Awesome! Thanks @eqy ! The workaround trick mentioned in the issue indeed solved my problem.
To anyone who is also facing this problem: the cause of this problem is that when HuggingFace Trainer calls model.state_dict()
during the saving step with a FSDP model, it triggers a _full_post_state_dict_hook
that will be executed after the call. In this post hook it did a clone of the state dict, which caused the CUDA OOM error.
To solve this problem, the most elegant way is probability utilizing the FSDP.set_state_dict_type
with offload_to_cpu=True
(sorry I cannot plug in more links as a new user), or using the FSDP.state_dict_type
context manager to set cpu offload when calling model.state_dict()

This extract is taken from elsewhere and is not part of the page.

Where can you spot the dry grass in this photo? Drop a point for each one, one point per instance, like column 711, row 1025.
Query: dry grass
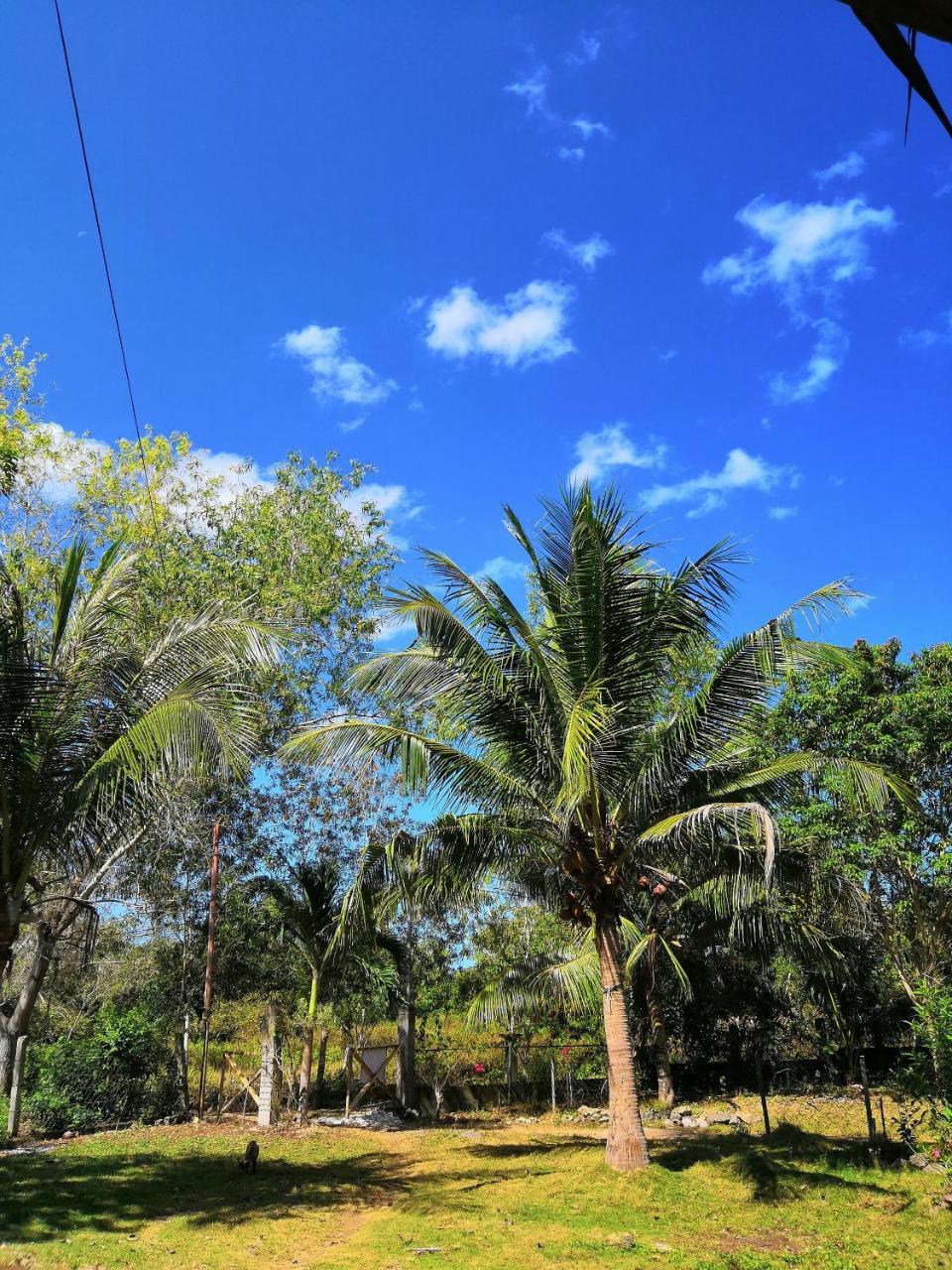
column 488, row 1194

. However, since I’m utilizing FSDP through HuggingFace Trainer and the FSDP API is pretty limited, a quick and dirty workaround (as suggested in the github issue) is to just change the line
state_dict[fqn] = state_dict[fqn].clone().detach()
to
state_dict[fqn] = state_dict[fqn].cpu().clone().detach()
in _full_post_state_dict_hook
.
It is located in line 309 of torch/distributed/fsdp/_state_dict_utils.py
in torch=2.0.0
, or line 2221 of torch/distributed/fsdp/fully_sharded_data_parallel.py
in torch=1.13.0
.